Quelle étrange apathie s’est emparée de nous tous, tandis que nous sommes occupés à décrire notre fin. Sujet encore lointain, hypothétique et controversé il y a seulement un ou deux ans, le réchauffement climatique et la dégradation de la biosphère sont devenus une réalité qui se déroule sous nos yeux, déversant son fluide entropique sous forme de vagues de chaleur, de flux migratoires et de fonte des glaces.

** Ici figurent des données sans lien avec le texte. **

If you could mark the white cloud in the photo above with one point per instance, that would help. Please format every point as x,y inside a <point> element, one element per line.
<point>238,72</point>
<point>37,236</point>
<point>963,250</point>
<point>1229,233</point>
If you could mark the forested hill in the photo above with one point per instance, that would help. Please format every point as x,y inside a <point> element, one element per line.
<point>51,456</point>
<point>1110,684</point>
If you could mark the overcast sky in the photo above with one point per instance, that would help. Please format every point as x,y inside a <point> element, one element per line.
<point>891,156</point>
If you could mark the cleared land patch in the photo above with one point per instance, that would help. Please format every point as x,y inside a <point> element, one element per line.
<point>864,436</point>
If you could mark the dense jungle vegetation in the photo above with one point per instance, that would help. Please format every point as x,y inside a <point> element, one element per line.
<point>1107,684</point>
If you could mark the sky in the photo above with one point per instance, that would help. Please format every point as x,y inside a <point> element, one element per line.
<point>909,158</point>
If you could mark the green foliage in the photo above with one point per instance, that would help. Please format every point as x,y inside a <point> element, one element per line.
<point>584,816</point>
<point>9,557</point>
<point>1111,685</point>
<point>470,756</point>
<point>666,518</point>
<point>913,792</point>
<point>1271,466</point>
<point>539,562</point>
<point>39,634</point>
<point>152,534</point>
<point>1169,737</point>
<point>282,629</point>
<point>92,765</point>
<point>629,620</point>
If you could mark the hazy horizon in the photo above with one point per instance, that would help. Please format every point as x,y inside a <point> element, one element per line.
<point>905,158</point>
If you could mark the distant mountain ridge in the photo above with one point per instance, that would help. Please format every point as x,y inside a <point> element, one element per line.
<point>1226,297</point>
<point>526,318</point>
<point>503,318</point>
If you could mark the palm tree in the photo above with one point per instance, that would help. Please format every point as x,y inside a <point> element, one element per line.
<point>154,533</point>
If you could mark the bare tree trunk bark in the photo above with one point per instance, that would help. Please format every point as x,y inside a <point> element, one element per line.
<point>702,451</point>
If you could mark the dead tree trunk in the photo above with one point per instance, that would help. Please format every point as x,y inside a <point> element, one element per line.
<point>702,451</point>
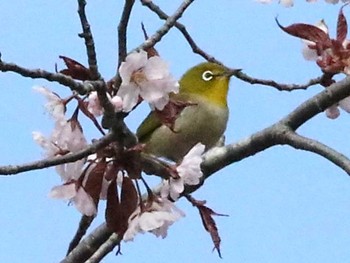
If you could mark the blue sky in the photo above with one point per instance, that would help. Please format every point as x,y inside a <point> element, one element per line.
<point>284,205</point>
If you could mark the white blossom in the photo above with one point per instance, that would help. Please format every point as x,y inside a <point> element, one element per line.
<point>156,219</point>
<point>95,107</point>
<point>148,78</point>
<point>189,172</point>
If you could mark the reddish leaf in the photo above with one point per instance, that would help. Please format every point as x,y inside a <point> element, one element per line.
<point>83,107</point>
<point>171,112</point>
<point>75,69</point>
<point>119,211</point>
<point>131,162</point>
<point>307,32</point>
<point>94,182</point>
<point>208,222</point>
<point>342,26</point>
<point>113,212</point>
<point>129,198</point>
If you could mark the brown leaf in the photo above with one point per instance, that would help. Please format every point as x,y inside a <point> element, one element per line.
<point>307,32</point>
<point>94,182</point>
<point>342,26</point>
<point>119,211</point>
<point>131,162</point>
<point>83,107</point>
<point>209,224</point>
<point>129,198</point>
<point>75,69</point>
<point>171,112</point>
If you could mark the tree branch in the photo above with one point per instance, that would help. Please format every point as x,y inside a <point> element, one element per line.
<point>89,245</point>
<point>170,22</point>
<point>84,224</point>
<point>49,76</point>
<point>240,75</point>
<point>89,41</point>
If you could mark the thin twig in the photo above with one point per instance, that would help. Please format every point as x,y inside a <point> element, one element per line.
<point>104,249</point>
<point>49,162</point>
<point>195,48</point>
<point>279,86</point>
<point>122,30</point>
<point>84,224</point>
<point>239,74</point>
<point>89,40</point>
<point>49,76</point>
<point>170,22</point>
<point>88,246</point>
<point>303,143</point>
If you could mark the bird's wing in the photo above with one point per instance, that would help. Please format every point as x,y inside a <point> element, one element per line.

Mais rien ne semble pouvoir arrêter ce spectacle fascinant, pas même les grandes messes internationales où des responsables s’engagent solennellement, et qui ne font qu’entrecouper notre quête effrénée de croissance, d’emploi, de pouvoir d’achat, de profit. Entre incrédulité et défaitisme, c’est partout la même incapacité à prendre en compte cette planète complexe et vivante, qui nous a pourtant faits tels que nous sommes et nous maintient dans la vie. Jusqu’à présent.
Perte de l’âme
Une légende du peuple runa d’Amazonie évoque de façon frappante la situation où nous nous trouvons. Le récit de cette légende apparaît dans un livre intitulé "Comment pensent les forêts"(1), de l’anthropologue Eduardo Kohn. Comme tant d’autres peuples qui ont résisté à la dissolution dans la modernité, les Runa vivent dans la crainte de se faire dérober ou "dévorer" leur âme, c’est-à-dire de perdre cette sorte d’agilité propre aux vivants, qui les rend attentifs aux autres êtres peuplant leur environnement. L’amoindrissement ou la perte de l’âme, c’est donc le risque de devenir indifférent à cette toile relationnelle sur laquelle émerge la vie comme la pensée. C’est pourquoi Eduardo Kohn ancre son anthropologie dans une "écologie des sois".